Parquet and ORC Performance test report

Source: Internet
Author: User
Tags joins

I. Environmental description

Hadoop cluster: Using the test Hadoop cluster, node:

hadoop230hadoop231hadoop232hadoop233

These machine configuration, the specific parameters can be referred to as follows:
Number of CPUs: 2
Number of CPU Threads: 32
Memory: 128GB
Disk: 48TB

With the same queue on the test fleet, all queries are non-concurrent, using the entire cluster's resources.

Hive uses the official hive 1.2.1 version, launched using the Hiveserver2 method, using native MySQL storage metadata.
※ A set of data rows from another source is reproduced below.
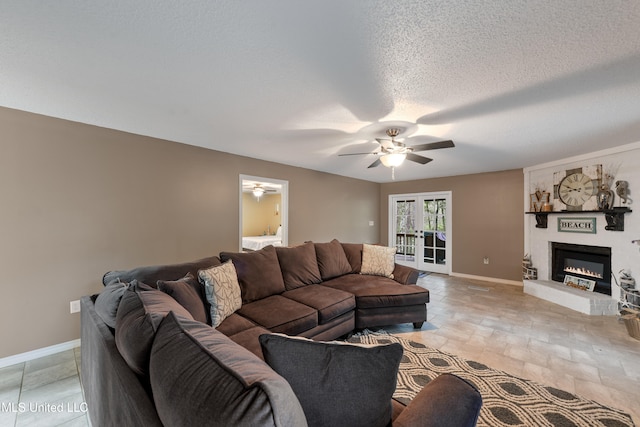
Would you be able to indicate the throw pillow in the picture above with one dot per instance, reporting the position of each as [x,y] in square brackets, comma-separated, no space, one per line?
[222,291]
[108,301]
[353,251]
[189,293]
[258,273]
[141,310]
[200,377]
[378,260]
[332,261]
[337,384]
[298,265]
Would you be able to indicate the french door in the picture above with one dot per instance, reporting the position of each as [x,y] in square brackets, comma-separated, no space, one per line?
[420,228]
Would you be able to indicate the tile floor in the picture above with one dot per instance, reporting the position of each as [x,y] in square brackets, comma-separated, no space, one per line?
[495,324]
[43,392]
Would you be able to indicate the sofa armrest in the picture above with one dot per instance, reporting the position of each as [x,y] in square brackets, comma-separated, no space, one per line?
[447,401]
[405,275]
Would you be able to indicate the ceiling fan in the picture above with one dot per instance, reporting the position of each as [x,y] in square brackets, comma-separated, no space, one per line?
[393,153]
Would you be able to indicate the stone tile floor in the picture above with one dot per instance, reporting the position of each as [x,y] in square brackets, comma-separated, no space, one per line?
[500,326]
[43,392]
[496,324]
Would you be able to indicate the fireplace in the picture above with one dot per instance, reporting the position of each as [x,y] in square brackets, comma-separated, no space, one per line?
[582,261]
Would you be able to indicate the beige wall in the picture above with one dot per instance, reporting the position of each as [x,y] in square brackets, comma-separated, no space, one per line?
[259,216]
[487,220]
[80,200]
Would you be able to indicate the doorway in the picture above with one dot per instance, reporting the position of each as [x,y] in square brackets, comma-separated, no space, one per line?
[264,212]
[421,228]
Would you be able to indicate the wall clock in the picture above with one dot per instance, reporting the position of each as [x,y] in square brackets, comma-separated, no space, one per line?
[576,187]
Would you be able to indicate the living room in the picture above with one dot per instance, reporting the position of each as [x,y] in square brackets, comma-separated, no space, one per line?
[83,196]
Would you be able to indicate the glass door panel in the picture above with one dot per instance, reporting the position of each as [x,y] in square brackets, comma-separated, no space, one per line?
[434,214]
[420,228]
[404,212]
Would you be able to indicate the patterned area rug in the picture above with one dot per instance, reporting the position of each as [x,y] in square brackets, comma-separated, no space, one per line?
[507,400]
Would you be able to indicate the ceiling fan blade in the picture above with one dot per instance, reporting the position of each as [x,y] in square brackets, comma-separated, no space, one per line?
[374,164]
[433,145]
[356,154]
[418,159]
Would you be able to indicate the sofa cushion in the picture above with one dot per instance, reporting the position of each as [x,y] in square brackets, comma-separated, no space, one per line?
[234,324]
[152,274]
[332,260]
[337,383]
[249,339]
[200,377]
[299,265]
[189,293]
[353,251]
[258,273]
[329,302]
[141,310]
[280,314]
[378,291]
[222,291]
[378,260]
[108,301]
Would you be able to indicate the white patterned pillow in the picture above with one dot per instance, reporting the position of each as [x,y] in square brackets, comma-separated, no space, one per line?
[222,290]
[378,260]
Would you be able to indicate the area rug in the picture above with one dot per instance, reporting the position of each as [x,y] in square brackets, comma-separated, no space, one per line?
[507,400]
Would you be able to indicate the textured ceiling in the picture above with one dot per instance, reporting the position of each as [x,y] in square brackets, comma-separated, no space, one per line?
[512,83]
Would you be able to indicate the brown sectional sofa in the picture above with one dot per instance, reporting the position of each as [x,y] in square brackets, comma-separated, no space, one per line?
[313,290]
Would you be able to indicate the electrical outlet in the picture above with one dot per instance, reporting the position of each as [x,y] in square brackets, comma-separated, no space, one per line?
[74,306]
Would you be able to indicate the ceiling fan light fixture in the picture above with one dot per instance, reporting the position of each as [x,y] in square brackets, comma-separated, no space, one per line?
[393,160]
[258,191]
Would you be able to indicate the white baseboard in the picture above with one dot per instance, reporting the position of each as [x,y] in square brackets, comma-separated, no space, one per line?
[41,352]
[489,279]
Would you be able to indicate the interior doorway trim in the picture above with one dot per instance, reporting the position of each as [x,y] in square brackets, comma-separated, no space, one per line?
[284,208]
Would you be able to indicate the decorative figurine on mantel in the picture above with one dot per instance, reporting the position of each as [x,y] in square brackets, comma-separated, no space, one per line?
[528,271]
[540,199]
[622,189]
[605,197]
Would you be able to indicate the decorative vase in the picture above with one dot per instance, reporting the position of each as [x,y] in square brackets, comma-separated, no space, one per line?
[605,198]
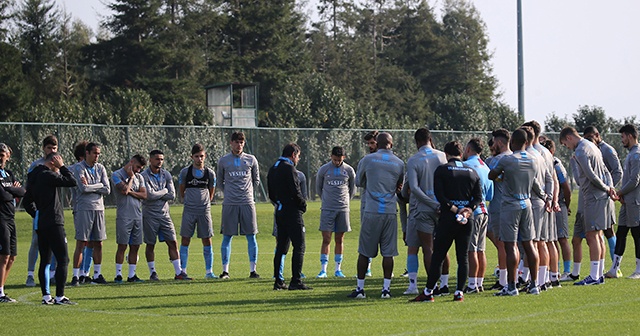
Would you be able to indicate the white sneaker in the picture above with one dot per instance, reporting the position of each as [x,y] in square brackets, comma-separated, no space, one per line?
[635,275]
[411,291]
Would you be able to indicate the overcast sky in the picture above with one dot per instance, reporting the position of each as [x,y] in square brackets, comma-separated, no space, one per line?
[576,52]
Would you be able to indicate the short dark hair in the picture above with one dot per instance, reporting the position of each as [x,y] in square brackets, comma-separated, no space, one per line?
[422,135]
[50,140]
[155,152]
[337,151]
[476,145]
[629,129]
[371,135]
[197,148]
[80,150]
[141,160]
[453,148]
[290,149]
[237,135]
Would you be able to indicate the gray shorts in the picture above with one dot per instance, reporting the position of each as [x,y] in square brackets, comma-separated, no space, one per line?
[239,219]
[378,230]
[540,223]
[201,220]
[479,233]
[89,225]
[335,221]
[562,222]
[516,225]
[422,221]
[578,226]
[129,231]
[158,228]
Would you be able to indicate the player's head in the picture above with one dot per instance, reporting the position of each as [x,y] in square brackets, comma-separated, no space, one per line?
[569,137]
[385,141]
[49,144]
[92,153]
[371,140]
[80,150]
[453,149]
[337,156]
[628,135]
[237,142]
[473,147]
[292,151]
[422,137]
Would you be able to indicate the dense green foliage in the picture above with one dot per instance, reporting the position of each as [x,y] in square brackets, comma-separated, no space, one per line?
[365,64]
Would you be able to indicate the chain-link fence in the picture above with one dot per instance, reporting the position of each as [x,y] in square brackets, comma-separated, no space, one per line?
[119,143]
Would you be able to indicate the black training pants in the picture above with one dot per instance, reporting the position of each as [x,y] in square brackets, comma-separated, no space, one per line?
[53,240]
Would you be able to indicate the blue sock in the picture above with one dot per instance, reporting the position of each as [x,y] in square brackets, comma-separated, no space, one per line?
[207,251]
[252,248]
[87,256]
[612,246]
[225,249]
[412,263]
[184,256]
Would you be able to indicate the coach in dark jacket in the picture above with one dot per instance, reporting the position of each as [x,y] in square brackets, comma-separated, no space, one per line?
[285,194]
[42,194]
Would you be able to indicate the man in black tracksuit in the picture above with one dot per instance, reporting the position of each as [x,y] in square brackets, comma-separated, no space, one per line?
[285,194]
[42,194]
[457,188]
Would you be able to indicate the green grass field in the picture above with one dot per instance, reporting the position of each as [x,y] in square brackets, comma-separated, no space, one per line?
[246,306]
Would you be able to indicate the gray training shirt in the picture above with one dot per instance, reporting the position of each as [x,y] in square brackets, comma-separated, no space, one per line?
[420,169]
[160,191]
[238,176]
[196,193]
[90,196]
[380,173]
[127,206]
[336,186]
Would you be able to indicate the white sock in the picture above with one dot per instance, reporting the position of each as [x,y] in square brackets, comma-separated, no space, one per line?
[502,278]
[176,266]
[132,270]
[386,284]
[595,268]
[576,269]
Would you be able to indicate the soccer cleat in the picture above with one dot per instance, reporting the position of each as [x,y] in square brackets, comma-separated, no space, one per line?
[357,294]
[506,292]
[299,286]
[411,291]
[497,286]
[6,299]
[64,301]
[99,280]
[586,281]
[182,276]
[422,297]
[279,285]
[386,294]
[634,275]
[134,278]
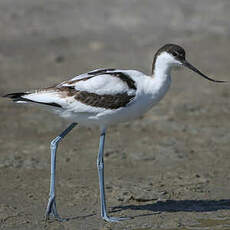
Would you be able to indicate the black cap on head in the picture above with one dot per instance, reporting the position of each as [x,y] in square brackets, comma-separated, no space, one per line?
[179,54]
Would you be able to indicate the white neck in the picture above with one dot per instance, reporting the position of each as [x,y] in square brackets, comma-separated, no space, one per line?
[162,67]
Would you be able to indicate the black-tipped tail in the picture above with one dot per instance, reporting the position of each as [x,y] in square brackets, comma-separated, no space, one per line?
[16,96]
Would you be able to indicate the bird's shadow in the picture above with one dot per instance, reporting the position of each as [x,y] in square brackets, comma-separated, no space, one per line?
[179,206]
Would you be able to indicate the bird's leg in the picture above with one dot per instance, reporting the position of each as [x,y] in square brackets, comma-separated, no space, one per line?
[100,166]
[51,206]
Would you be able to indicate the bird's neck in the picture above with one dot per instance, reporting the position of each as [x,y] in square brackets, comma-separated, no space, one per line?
[161,69]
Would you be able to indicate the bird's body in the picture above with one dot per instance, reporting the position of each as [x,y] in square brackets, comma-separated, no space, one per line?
[103,97]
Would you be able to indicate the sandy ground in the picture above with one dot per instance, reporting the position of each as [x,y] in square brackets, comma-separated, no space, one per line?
[169,169]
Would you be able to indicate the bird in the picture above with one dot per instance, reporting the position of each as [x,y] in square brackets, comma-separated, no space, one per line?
[104,97]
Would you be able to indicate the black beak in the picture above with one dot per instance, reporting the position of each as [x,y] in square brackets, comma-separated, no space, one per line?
[188,65]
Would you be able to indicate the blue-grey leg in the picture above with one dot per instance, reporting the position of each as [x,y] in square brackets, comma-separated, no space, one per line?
[100,166]
[51,206]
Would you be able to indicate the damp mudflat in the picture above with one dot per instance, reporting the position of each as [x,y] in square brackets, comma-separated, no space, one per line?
[170,169]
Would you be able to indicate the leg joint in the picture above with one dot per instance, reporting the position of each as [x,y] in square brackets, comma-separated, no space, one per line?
[55,141]
[100,164]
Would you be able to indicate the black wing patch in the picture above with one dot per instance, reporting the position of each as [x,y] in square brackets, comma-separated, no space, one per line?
[124,77]
[104,101]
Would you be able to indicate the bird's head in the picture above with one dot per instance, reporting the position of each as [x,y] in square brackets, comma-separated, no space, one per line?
[174,56]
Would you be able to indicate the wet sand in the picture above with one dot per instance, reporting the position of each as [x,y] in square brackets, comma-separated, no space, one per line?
[169,169]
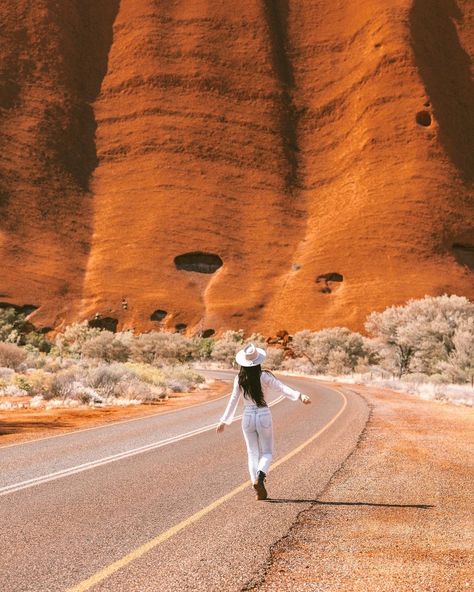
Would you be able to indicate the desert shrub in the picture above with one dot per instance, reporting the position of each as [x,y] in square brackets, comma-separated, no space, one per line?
[108,346]
[62,384]
[181,378]
[39,382]
[336,351]
[11,355]
[158,347]
[136,389]
[36,341]
[105,378]
[203,348]
[418,336]
[299,365]
[459,364]
[23,383]
[227,346]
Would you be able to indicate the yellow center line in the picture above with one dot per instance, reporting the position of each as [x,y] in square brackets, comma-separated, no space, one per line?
[167,534]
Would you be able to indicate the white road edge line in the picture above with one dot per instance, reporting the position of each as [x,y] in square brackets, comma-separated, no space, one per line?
[112,423]
[14,487]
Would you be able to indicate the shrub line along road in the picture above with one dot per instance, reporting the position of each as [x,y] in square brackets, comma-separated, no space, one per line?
[163,503]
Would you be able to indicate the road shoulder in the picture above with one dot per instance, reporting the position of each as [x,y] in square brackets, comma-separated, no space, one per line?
[22,425]
[397,515]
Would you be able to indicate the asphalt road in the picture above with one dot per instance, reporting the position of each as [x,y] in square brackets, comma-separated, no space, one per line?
[163,503]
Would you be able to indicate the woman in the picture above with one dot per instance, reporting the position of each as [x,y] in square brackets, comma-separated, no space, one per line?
[257,426]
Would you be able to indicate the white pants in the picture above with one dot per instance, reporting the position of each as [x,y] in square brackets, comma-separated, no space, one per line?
[257,427]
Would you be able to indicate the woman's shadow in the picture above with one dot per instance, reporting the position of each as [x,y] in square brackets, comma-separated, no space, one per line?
[319,502]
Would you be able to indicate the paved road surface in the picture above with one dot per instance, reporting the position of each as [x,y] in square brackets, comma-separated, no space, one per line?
[163,503]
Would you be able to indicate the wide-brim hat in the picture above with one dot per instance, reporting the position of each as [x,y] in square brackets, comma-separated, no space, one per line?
[250,355]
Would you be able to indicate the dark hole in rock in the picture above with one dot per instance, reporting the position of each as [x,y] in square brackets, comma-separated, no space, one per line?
[326,278]
[330,277]
[198,261]
[107,323]
[158,315]
[4,198]
[423,118]
[207,333]
[25,309]
[464,254]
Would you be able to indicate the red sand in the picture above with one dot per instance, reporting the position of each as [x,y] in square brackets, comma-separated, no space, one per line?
[281,136]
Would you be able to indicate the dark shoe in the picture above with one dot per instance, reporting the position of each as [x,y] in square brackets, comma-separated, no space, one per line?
[259,486]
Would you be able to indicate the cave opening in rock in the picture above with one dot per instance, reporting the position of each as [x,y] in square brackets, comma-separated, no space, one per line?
[25,309]
[105,323]
[329,277]
[464,254]
[326,278]
[207,333]
[198,261]
[423,118]
[158,314]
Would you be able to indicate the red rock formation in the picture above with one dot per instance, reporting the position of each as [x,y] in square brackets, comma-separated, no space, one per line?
[290,139]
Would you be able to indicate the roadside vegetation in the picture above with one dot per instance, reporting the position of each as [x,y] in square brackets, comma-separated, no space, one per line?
[425,346]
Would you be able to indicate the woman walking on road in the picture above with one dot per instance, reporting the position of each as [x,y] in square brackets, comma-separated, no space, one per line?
[255,383]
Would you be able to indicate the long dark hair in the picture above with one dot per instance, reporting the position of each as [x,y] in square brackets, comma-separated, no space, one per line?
[249,381]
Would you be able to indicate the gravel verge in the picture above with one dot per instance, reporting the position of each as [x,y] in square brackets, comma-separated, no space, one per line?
[397,516]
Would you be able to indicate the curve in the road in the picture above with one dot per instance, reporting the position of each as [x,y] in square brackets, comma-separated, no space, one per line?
[112,458]
[138,552]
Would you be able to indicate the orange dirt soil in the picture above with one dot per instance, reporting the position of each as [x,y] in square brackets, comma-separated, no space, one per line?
[20,425]
[292,139]
[397,515]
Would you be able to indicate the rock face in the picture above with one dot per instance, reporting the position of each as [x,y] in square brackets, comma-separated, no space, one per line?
[213,159]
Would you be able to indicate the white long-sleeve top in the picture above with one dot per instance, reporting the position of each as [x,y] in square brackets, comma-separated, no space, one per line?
[269,384]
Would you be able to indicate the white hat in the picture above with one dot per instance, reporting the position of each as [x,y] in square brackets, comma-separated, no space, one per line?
[250,355]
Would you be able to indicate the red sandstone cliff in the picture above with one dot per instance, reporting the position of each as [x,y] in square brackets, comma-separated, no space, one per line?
[290,140]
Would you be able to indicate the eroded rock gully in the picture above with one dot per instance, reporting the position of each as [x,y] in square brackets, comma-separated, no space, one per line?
[337,135]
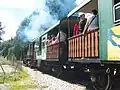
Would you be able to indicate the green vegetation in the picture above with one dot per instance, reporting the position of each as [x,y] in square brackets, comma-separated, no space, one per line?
[19,80]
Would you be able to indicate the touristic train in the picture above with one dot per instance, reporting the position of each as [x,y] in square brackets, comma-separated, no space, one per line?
[96,51]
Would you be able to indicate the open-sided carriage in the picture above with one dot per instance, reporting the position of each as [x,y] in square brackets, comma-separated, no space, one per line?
[96,51]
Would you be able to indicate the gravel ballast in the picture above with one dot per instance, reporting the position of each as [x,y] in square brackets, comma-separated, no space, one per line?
[48,82]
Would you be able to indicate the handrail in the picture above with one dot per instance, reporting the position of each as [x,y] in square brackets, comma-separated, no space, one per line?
[81,34]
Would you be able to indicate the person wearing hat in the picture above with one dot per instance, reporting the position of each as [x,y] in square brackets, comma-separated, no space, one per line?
[82,22]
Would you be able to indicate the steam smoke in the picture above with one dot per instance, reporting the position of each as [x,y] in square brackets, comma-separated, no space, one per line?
[42,18]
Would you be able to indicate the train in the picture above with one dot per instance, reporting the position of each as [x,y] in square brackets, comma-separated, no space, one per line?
[95,52]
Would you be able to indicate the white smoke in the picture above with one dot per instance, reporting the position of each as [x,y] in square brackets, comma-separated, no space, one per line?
[44,19]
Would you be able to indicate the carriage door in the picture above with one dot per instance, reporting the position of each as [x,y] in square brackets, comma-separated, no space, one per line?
[44,47]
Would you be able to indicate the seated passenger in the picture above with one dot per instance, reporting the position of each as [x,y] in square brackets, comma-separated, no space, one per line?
[82,23]
[62,36]
[92,23]
[53,39]
[76,29]
[49,40]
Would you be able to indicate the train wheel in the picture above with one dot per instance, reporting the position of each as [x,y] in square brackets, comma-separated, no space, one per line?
[101,81]
[57,71]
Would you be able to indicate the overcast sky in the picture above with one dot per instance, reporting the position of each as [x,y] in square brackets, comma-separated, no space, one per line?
[12,12]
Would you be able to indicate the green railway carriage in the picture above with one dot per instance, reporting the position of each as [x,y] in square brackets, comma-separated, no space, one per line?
[95,52]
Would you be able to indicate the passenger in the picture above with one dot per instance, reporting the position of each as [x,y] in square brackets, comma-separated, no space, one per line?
[82,23]
[49,39]
[1,28]
[76,29]
[62,36]
[53,39]
[92,23]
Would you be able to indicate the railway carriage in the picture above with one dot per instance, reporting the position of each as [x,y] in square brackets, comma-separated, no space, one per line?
[96,51]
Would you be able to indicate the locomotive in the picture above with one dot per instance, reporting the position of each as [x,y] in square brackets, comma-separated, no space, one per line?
[96,51]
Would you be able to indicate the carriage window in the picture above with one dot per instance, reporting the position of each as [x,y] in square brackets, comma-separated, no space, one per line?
[43,44]
[116,11]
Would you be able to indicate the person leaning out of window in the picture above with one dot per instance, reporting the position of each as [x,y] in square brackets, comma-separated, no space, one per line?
[92,22]
[82,22]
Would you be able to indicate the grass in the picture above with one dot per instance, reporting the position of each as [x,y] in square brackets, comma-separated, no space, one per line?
[19,80]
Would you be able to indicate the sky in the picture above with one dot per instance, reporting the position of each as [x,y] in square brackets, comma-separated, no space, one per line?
[12,12]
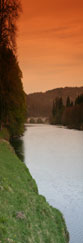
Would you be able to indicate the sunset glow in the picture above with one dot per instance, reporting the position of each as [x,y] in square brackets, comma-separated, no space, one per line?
[50,44]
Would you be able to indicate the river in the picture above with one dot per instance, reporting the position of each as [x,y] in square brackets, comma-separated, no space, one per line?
[54,156]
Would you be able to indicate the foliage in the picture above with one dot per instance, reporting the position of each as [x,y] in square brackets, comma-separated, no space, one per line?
[4,134]
[25,216]
[71,115]
[12,98]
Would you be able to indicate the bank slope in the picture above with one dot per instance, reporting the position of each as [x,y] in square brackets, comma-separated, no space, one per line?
[25,216]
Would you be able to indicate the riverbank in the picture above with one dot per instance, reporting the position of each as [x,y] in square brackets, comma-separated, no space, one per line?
[25,216]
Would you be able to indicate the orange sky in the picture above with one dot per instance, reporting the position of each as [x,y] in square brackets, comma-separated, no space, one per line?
[50,44]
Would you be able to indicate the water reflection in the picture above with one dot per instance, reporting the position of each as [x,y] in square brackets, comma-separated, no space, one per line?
[18,146]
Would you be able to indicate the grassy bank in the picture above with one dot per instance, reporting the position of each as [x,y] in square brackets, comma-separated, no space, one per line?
[25,216]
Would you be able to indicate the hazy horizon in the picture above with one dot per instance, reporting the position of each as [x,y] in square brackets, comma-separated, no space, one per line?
[50,44]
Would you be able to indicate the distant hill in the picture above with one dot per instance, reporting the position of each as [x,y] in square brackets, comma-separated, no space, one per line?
[40,104]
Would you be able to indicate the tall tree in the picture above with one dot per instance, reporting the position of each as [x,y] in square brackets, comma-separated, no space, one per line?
[9,12]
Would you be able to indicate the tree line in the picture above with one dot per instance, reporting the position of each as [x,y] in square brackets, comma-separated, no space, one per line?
[12,97]
[70,115]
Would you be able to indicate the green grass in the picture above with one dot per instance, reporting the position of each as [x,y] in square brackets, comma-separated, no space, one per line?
[4,134]
[25,216]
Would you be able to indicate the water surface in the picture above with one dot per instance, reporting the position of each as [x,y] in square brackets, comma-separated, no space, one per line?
[54,156]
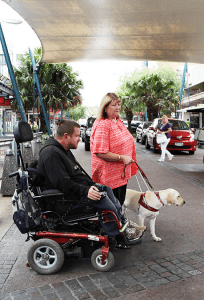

Second, test data generation

Test data for Tpc-ds benchmark data, Official document: Http://www.tpc.org/information/current_ Specifications.asp, this dataset has a total of 24 tables: 7 fact tables, 17 dimension tables, each fact table and most of the dimension tables make up the Snowflake model, Scale_factor is set to 100, which is the generation of 100GB of data.

2.1 Downloads Hive-testbench

git clone https://github.com/hortonworks/hive-testbench

This project is used to generate the Tpc-ds dataset and import it into hive, and it is necessary to ensure that the commands such as Hive, Hadoop, and so on are added to the path before use.

2.2 Compiling

Enter the directory to execute./tpcds-build.sh, which will download the source code from Tpc-ds, compile, initialize Metastore, and prepare for importing data to hive.

2.3 Importing Data

Import ORC data:./tpcds-setup.sh 100 The default file format is orc, so you don't need to specify a storage format.
Import Parquet data: Format=parquet./tpcds-setup.sh 100 Specify a file format of parquet
The parameter 100 is to generate 100GB of data, the program will first generate text format data into a temporary directory, and then convert the data into ORC or parquet format.

2.4 Performing Tests

The project in sample-queries-tpcds/ Some hive configurations are given in the Testbench.settings file, set these parameters before starting hive, give 65 test SQL in the Sample-queries-tpcds directory, this is part of the TPC-DS query that can run on hive, and by referring to previous tests, select 50 of these queries are used for this test.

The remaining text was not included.